2. Sophisticated dimming strategies can help optimize yields, shorten growth cycles and increase the overall crop quality by reducing stress.
3. Dimming strategies should always be aligned with the optimization of other environmental parameters like CO2, temperature, etc.
Implementing a dimming strategy is the easiest way to increase yields, etc. To do so, it is important to have the ability to fine-tune the intensity and to set at least 6 switch points per day. Automation will be key.
The light distribution
So far, we adressed the characteristics of the light. But even the best light composition and dimming strategy won’t work if the light doesn’t reach the plant. Light distribution is still widely underestimated. And even if it is considered, only a horizontal optimization has taken place in most cases. But plants are 3D-beings! The following aspects should be considered:
1. A homogeneous vertical light distribution will lead to higher yields, because of less competition and a more balanced performance of the plants.
2. Diffuse distribution increases the chance of light entering much deeper into the canopy and thereby enhances overall biomass production.
Reflection and diffuse light
The reflection of the walls must also be taken into account. It is essential that the reflective properties of the walls are known. We ensure this by using special reflective material.
Diffuse (non-directional) light increases the chance that the light will penetrate much deeper into the canopy, thus increasing overall biomass production.

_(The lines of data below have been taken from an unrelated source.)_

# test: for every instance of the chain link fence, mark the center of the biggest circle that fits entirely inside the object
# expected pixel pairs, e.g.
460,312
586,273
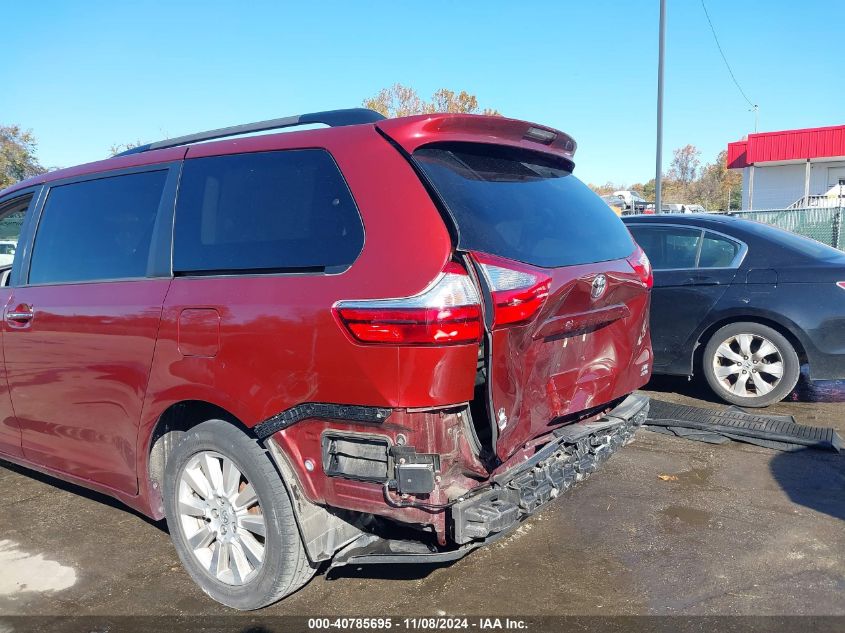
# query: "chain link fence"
821,224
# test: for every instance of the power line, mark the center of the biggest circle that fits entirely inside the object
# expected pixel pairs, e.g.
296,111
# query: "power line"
722,53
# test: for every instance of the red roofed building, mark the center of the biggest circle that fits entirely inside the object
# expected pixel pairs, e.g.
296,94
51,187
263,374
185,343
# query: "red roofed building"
791,168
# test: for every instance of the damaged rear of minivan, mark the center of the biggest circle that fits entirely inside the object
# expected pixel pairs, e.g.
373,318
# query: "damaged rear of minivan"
548,288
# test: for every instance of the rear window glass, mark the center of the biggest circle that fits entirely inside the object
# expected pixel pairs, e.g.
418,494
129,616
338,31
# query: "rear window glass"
270,211
799,244
523,206
668,248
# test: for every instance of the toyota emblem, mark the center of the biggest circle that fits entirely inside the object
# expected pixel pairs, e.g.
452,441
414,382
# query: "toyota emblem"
599,286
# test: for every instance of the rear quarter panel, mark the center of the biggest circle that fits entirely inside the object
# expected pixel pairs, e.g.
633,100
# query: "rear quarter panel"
279,344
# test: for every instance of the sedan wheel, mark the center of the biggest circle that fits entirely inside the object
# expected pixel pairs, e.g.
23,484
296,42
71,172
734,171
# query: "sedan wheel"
750,364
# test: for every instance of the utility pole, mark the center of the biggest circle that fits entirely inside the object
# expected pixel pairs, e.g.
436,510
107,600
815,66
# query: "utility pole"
658,185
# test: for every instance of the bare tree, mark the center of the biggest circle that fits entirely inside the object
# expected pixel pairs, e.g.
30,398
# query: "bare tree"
399,100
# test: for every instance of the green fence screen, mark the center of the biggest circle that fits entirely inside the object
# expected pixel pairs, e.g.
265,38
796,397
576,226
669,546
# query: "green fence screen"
820,223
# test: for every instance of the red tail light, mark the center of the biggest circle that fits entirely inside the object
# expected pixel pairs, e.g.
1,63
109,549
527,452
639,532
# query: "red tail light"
448,312
518,290
639,262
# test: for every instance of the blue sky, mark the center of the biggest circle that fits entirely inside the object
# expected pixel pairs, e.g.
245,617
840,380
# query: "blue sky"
86,75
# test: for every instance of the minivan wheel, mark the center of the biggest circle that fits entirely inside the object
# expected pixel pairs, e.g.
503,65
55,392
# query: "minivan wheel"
231,520
750,365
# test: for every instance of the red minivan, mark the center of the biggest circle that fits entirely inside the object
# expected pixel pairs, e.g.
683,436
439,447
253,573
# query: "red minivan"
385,340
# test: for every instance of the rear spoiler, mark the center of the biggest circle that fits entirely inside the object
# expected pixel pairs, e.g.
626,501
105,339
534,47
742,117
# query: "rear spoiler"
415,131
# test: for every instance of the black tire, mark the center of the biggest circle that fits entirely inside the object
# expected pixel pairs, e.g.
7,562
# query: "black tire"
745,368
285,567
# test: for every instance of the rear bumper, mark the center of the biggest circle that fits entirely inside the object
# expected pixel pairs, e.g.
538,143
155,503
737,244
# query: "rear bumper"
577,451
490,514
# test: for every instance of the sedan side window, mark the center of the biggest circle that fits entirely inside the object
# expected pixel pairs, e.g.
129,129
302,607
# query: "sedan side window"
717,252
11,219
668,247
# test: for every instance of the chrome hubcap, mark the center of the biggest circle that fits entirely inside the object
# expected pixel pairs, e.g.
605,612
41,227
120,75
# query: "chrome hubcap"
748,365
221,518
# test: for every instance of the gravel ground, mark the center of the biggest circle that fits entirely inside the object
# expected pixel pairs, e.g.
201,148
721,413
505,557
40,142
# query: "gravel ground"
731,529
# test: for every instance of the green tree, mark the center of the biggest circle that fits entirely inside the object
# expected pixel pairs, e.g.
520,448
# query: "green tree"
685,164
17,155
117,148
399,100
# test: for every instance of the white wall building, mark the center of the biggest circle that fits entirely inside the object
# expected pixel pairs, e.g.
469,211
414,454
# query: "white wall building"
791,168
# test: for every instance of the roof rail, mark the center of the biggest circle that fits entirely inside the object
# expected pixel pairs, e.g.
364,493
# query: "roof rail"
332,118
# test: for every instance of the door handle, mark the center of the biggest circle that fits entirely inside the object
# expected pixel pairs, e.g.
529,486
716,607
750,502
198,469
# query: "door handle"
21,316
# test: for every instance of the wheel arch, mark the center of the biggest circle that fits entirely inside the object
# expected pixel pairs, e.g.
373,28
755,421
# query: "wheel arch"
778,325
177,419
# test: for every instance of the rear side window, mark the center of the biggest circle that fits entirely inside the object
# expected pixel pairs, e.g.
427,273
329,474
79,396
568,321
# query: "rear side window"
524,206
97,229
717,252
668,247
264,212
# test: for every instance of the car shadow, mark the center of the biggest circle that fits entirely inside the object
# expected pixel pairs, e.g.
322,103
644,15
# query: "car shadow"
813,479
82,492
406,571
681,385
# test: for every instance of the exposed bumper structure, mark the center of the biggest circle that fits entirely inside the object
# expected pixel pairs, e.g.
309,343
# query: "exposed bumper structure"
577,451
513,495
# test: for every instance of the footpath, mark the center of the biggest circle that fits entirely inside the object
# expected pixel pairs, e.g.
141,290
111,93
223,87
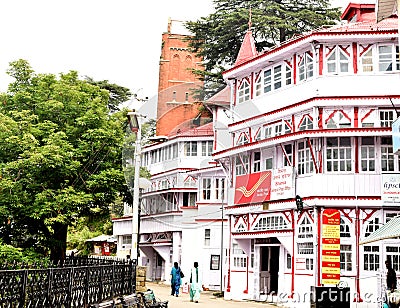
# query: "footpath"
207,299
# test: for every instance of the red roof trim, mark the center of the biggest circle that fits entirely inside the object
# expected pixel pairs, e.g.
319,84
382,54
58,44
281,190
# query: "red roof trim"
310,36
356,6
310,100
308,132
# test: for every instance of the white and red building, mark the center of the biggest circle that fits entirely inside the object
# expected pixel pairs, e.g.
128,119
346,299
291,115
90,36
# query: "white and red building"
181,217
311,117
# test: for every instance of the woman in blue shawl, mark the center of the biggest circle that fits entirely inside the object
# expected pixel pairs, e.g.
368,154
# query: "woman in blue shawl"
175,279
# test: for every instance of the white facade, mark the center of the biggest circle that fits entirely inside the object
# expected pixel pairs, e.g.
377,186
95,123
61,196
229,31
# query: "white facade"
318,110
179,224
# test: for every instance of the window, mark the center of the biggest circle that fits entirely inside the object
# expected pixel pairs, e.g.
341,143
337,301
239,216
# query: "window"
191,148
252,252
372,226
387,156
175,150
239,257
207,237
206,148
189,199
306,123
268,163
256,161
244,92
367,150
126,239
267,81
386,118
305,162
242,164
392,254
278,129
338,60
338,119
268,131
277,77
242,139
288,126
388,58
257,136
220,189
371,258
338,154
206,188
367,64
288,155
271,223
305,229
345,258
289,72
288,261
258,85
306,66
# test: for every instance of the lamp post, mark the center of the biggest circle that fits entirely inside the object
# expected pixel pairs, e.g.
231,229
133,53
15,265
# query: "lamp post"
136,128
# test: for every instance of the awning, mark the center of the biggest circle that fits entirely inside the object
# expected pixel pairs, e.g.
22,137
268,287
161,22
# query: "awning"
391,229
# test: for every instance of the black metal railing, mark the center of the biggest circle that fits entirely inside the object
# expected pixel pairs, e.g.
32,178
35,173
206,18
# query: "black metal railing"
77,282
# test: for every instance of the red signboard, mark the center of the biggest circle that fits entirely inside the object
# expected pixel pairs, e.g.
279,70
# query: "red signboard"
255,187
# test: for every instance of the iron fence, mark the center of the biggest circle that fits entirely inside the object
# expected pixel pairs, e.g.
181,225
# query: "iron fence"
78,282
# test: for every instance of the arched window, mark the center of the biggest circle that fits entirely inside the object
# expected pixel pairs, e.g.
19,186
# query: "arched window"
244,91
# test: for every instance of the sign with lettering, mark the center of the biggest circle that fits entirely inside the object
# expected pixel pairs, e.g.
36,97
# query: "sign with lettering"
330,247
390,188
263,186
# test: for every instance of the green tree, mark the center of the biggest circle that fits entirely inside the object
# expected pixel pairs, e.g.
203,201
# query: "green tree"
117,93
217,38
60,156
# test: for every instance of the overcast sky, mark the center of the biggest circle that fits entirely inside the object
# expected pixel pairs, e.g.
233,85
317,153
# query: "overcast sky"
116,40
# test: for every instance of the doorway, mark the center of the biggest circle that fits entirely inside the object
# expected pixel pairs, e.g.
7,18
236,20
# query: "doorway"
269,269
158,263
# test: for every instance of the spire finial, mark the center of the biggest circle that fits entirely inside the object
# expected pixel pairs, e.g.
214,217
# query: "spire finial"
250,19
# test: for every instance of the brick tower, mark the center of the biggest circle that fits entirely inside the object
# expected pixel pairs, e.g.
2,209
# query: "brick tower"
176,81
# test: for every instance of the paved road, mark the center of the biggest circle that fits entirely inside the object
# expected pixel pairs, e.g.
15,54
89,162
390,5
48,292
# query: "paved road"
207,299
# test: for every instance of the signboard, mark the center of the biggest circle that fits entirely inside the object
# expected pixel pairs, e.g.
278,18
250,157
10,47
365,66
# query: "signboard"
396,136
390,188
263,186
330,247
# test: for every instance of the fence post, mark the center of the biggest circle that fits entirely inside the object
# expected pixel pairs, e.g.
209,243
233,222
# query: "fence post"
23,290
86,296
70,287
112,282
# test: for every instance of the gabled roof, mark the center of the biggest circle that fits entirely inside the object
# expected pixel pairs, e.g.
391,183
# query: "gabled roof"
247,50
385,8
222,98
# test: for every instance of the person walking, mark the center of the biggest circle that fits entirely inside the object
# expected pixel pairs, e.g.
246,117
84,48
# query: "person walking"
391,279
195,283
175,279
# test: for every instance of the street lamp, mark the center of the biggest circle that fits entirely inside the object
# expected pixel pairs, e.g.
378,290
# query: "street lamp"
136,128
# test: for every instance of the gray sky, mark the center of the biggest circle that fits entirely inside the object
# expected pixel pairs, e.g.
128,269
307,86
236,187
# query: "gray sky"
117,40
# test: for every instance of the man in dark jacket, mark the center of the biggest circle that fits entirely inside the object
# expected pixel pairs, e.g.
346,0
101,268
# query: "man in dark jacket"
391,279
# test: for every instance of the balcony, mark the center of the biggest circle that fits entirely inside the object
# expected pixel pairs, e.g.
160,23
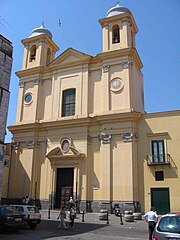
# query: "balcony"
154,160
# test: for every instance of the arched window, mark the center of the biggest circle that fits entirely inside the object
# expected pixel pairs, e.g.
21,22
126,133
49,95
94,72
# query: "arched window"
115,34
68,102
48,56
33,53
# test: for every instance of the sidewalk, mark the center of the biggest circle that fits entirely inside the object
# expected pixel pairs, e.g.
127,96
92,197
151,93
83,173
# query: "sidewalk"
93,218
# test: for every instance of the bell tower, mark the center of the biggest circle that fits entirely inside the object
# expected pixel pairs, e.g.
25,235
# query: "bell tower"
118,29
39,49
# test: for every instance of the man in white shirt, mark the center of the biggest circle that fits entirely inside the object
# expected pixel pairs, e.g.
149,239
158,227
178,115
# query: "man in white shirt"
151,218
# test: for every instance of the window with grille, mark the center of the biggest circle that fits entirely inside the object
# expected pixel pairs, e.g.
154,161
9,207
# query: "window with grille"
68,102
158,151
159,175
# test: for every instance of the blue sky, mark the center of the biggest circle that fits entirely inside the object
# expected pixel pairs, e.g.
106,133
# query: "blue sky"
157,42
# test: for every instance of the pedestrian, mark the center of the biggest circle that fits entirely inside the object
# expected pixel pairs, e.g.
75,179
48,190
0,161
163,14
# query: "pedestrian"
26,200
72,213
62,216
151,218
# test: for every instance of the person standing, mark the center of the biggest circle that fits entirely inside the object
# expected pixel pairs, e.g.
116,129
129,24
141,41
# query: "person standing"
72,216
27,200
151,218
71,202
62,216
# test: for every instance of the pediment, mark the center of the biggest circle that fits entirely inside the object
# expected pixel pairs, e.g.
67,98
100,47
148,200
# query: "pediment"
70,56
58,153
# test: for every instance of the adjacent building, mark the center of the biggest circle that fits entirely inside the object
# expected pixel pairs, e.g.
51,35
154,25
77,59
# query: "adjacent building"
81,129
6,50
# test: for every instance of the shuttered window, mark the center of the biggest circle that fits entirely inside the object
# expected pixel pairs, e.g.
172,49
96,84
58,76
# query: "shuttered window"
68,102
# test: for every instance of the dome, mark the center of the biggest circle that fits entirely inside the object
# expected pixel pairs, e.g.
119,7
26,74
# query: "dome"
117,10
40,30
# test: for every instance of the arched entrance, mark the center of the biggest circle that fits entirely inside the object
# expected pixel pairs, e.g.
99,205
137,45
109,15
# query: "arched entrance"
64,187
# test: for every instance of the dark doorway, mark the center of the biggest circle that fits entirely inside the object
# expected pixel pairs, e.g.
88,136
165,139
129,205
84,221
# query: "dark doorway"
64,187
160,200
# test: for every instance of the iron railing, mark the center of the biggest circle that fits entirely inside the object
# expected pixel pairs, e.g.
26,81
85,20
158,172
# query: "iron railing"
161,159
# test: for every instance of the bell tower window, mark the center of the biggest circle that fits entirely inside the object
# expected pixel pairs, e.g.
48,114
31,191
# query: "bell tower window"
115,34
33,53
48,56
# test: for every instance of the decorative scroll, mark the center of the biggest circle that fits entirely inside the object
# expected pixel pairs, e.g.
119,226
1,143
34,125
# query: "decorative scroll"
105,138
105,68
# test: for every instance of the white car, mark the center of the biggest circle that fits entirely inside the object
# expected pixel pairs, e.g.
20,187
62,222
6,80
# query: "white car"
168,227
32,214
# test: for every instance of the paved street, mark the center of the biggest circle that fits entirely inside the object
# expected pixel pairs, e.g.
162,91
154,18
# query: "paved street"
92,228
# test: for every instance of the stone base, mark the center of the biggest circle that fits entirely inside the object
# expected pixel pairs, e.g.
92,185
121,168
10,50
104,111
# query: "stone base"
95,206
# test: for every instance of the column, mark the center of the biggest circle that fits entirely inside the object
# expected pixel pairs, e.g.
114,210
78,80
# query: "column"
105,82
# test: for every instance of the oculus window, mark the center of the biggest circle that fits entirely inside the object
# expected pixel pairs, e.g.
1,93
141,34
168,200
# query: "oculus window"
68,102
159,175
115,34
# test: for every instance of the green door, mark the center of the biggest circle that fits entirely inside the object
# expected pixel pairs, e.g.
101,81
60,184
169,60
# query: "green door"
160,200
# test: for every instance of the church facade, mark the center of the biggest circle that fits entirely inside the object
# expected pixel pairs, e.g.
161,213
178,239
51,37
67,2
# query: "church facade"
81,129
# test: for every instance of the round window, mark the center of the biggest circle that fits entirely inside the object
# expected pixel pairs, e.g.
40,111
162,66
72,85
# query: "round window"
28,98
65,145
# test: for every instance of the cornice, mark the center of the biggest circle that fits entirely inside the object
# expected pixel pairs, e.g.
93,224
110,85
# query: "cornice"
162,114
104,21
125,52
30,71
39,37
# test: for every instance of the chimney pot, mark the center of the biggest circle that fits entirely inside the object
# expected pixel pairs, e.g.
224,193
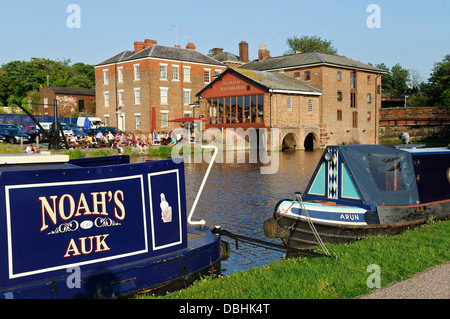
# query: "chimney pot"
190,46
243,51
217,51
263,53
138,46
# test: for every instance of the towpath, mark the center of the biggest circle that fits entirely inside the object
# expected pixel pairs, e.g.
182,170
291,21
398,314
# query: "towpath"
431,284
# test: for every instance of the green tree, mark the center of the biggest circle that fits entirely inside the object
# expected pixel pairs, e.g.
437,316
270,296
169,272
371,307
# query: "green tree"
439,83
395,81
309,44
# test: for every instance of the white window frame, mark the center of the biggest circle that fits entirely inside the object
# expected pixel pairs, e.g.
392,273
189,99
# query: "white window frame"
177,68
106,99
186,74
163,71
121,97
137,117
120,74
166,114
105,77
137,75
186,96
137,96
164,95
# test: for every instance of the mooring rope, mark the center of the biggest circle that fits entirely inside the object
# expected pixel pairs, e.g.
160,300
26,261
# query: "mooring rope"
263,243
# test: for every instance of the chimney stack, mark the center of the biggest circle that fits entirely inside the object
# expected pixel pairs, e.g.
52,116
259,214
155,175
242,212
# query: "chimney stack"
138,46
243,51
217,51
263,53
190,46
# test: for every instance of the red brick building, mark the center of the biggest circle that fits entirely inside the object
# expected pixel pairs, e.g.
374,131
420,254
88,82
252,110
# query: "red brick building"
142,90
240,98
349,106
70,101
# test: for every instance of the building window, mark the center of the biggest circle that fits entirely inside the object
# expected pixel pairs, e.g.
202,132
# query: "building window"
187,74
307,75
355,119
164,118
289,105
121,97
163,95
137,116
175,73
105,77
106,99
207,75
137,76
137,96
120,74
353,80
352,99
163,71
81,108
187,96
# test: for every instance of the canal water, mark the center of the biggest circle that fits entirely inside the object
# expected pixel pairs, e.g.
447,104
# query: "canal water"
239,198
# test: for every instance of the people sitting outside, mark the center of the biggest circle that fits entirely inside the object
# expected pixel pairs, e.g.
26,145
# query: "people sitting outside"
116,145
73,141
31,149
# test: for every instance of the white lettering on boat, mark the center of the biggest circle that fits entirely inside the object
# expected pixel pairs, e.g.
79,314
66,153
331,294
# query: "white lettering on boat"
353,217
66,208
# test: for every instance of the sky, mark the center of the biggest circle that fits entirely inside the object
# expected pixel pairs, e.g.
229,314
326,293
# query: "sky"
414,33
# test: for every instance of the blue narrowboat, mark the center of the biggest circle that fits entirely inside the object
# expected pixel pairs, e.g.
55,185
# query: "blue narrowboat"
362,190
98,228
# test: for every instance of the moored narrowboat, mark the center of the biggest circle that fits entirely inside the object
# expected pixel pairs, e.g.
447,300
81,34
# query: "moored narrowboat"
362,190
97,228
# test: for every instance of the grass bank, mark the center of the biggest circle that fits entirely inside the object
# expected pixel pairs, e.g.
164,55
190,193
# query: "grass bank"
399,257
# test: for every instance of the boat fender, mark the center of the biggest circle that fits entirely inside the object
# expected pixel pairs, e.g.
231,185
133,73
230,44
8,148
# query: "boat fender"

It is therefore not advisable to use grow lights that have secondary optics (e.g., lenses) in order to direct the light as precisely as possible onto a target area. Although this approach helps grow light manufacturers to better map the light output onto the target area, it is by no means helpful for the effectiveness of the light.
It is also important that the lights are always positioned at a sufficient distance from the upper level of the plants. We recommend a minimum distance of 400 mm between the lower edge of the light and the upper level of the plants.